I have code like
ParquetWriter<Record> writer = getParquetWriter("s3a://my_bucket/my_object_path.snappy.parquet");
for (Record r : someIterable) {
validate(r);
writer.write()
}
writer.close();
if validate
throws an exception, I want to release all resources associated with the writer. But I don't want to create any objects in S3 in that case. Is this achievable?
If I close the writer it will conclude the s3 multipart upload and create an object in the cloud. If I don't close it, the parts written so far will remain in the disk buffer, clogging up the works.
Yes it is a problem.

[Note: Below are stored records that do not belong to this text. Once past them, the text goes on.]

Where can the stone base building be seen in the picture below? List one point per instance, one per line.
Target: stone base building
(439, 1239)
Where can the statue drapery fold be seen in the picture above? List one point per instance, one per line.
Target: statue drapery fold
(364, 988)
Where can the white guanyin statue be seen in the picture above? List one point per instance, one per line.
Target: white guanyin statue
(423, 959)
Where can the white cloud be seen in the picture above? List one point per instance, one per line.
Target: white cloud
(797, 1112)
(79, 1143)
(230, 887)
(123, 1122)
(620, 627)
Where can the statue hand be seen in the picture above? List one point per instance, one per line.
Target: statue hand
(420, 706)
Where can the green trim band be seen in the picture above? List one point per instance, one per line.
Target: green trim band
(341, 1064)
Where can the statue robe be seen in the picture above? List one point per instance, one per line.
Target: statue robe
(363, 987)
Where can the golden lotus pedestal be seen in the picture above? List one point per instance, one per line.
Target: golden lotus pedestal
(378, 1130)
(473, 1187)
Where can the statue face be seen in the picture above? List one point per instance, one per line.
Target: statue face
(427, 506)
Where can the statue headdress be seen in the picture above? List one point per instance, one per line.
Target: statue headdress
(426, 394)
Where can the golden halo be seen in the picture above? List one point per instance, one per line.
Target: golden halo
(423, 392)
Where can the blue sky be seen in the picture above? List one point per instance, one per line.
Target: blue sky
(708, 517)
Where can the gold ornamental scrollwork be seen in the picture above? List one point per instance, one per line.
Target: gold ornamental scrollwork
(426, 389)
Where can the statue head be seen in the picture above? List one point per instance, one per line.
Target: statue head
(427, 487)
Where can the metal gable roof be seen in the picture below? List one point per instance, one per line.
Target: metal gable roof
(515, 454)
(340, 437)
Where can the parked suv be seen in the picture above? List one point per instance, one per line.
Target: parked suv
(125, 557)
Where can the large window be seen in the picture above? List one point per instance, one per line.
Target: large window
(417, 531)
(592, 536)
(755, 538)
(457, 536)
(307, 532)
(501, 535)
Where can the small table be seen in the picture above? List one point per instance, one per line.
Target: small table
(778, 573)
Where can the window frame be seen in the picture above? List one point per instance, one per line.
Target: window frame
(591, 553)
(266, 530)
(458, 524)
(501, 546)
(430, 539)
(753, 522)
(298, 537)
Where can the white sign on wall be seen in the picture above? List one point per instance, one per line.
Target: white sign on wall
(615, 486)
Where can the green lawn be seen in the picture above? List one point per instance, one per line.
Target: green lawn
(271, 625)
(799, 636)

It's been discussed in HADOOP-16906 Add some Abortable.abort() interface for streams etc which can be terminated
Problem here is it's not enough to add to the S3ABlockOutputStream
class, we'd need to pass it through the FSDataOutputStream etc, specify it in the FS APIs, define semantics if the passthrough doesn't work, commit to maintaining it etc. A lot of effort. If you do want to do that though, patches welcome...
Keep an eye on HDFS-13934, multipart upload API. This will let you do the upload and then commit/abort it. Doesn't quite fit your workflow.
Afraid you will have to go with the upload. Do remember to set a lifecycle rule for the bucket to delete old uploads, and look at the hadoop s3guard uploads
command to list/abort them too.